After reading a rather interesting article in the MSDN Magazine February 2013 issue by James McCaffrey on "Detecting Abnormal Data Using k-Means Clustering" I was eager to have a go at implementing this rather simple clustering algorithm myself.

After finally getting to a point where my k-Means implementation matched what James's had I proceeded with expanding it a little bit and experimenting with the different configurations of the algorithm.

## Download the code

You can download my C# implementation of the k-Means algorithm from my SkyDrive (or whatever they end up calling their cloud drive)

## The differences

My implementation differs from James's only slightly and the core algorithm is pretty much the exact same thing (k-means is rather straight forward anyways). The biggest differences lie in the API as I wanted to experiment with a few concepts that I was re-reading about in my recently re-purchased data mining book.

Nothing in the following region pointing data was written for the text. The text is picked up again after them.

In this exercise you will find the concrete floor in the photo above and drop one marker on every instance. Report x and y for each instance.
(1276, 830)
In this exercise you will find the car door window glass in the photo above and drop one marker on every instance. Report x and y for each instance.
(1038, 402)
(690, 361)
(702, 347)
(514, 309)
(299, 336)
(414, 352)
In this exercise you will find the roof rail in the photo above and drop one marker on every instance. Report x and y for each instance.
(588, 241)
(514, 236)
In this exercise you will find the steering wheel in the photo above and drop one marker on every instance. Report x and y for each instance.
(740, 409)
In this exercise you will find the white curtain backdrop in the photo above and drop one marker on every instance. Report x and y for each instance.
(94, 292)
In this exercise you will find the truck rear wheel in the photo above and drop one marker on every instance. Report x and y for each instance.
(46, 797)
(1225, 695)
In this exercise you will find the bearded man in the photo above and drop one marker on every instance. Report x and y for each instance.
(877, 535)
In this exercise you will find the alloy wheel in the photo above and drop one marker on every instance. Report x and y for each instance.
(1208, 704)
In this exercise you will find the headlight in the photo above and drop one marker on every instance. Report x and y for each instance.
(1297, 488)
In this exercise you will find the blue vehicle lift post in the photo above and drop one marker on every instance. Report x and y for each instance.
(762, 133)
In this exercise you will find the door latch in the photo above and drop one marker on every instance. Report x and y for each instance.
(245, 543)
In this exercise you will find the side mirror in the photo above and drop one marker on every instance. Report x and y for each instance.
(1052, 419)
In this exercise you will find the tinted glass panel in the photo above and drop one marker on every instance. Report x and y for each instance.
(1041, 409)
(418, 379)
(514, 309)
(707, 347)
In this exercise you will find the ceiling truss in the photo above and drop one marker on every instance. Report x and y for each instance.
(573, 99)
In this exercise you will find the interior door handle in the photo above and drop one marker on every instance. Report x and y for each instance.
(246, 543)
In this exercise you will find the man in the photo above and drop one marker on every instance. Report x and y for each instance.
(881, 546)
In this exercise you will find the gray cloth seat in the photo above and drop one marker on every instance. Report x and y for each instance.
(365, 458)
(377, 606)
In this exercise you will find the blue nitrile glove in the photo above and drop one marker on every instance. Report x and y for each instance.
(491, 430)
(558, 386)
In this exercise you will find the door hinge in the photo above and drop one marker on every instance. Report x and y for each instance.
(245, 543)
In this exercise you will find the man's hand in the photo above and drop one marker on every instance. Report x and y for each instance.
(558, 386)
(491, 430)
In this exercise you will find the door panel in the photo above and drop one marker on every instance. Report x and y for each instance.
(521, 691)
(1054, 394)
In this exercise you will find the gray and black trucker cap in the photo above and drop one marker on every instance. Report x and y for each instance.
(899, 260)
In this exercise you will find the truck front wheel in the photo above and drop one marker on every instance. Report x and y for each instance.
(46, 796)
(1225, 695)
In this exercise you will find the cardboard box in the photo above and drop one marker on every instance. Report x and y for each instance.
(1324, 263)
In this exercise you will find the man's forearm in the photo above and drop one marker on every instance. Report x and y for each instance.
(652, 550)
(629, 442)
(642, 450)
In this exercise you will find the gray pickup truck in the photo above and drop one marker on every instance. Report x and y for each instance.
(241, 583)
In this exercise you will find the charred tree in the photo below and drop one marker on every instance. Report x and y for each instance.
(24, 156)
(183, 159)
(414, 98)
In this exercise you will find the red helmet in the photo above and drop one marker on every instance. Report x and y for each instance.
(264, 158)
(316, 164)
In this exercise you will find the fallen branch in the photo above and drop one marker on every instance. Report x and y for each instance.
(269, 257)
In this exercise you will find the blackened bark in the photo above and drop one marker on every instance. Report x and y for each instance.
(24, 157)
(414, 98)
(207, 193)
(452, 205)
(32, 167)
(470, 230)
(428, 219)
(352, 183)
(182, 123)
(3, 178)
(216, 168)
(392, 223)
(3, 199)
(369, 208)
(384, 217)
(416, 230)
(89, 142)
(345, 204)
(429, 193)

**The total distance value**Although it being a NP hard problem, I was interested in attempting to stumble on the global minimum through repeated runs of the algorithm. I wanted to get the total squared distance of the solution so that I could compare multiple runs and attempt to find the smallest value.**Initial centroid configuration (cluster centers)**I read that the initial configuration of the cluster centers could have a dramatic difference in both the quality of the final solution as well as the convergence speed. I therefore wanted to be able to seed my run with an experimental configuration to see if this could be optimized outside of the k-Means algorithm itself.**Custom distance calculation**As the current Euclidean distance calculation is heavily biased towards large values I wanted to be able to experiment with different types of formulas to calculate the distance. One being for example taking the absolute value of the differences between the different attributes.**Support for complex objects and attribute based configuration**Real life implementations will need to be run on complex objects that might be a part of a larger software project. I wanted to be able to have the algorithm be able to process more high-level objects than just primitive value type arrays, but with minimal loss in speed.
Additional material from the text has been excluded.